Welcome to 2014. The Rocky Mountain Outlook wishes everyone a safe, healthy and prosperous new year.

Welcome to 2014.

The Rocky Mountain Outlook wishes everyone a safe, healthy and prosperous new year.

Based on the incredibly sour note 2013 ended on, with a ruckus caused by a miniature horse and off-leash dogs being attacked by cougars, then two cougars killed in a Silvertip yard after they attacked a dog, it shouldn’t be too difficult to start this new year off on a firmer, more positive footing.

As much as anything, these cougar/dog incidents reaffirm the fact that we do indeed live in a wildlife area. It also reaffirms the fact that some of that wildlife resides at the top of the food chain.

The attacks also confirm that with cougars there is no “time out” as with bears that den up for the winter. Cougars are always out there, hungry, looking for an easy meal, doing what comes naturally. There is no period of several months when a person can relax their vigilance when it comes to cougars on the prowl.

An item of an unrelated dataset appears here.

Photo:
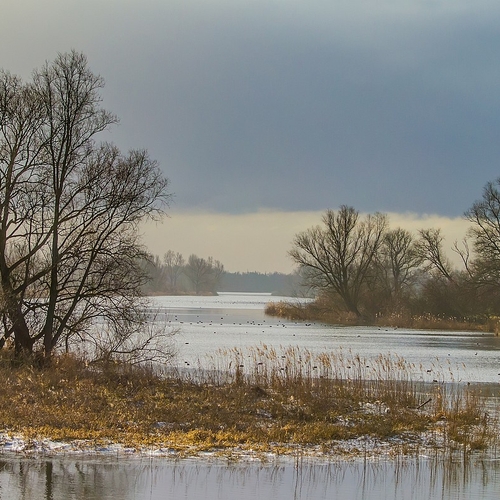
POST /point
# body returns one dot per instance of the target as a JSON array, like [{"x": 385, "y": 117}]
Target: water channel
[{"x": 206, "y": 324}]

These cougar/dog incidents illuminate another important aspect of life in the Bow Valley – the whole place is a wildlife corridor to some degree and we should treat it as such. If we weren’t here, let’s face it, wildlife would have the run of the place as they have throughout history.

With a river like the Bow running through the valley, if all the buildings and people weren’t here, it would be a wildlife version of the Trans-Canada Highway.

That’s why it shouldn’t really surprise anybody that citizens and their animals keep running into wildlife. It’s also why Canmore council needs to pay due diligence when it comes to further development that could erode or encroach into new areas identified as wildlife corridors.

Really, the entire valley seems to be a pinch point for wildlife movement, why pinch it even more?

But enough about the ongoing issue of wildlife/human/pet interactions. Happily, it actually didn’t take long for something positive to occur in our valley at the start of this new year. On Tuesday (Dec. 30), Glousterman Jamie McDonald entered the Bow Valley (see page 8) as part of a cross-Canada run to raise funds for children’s hospitals.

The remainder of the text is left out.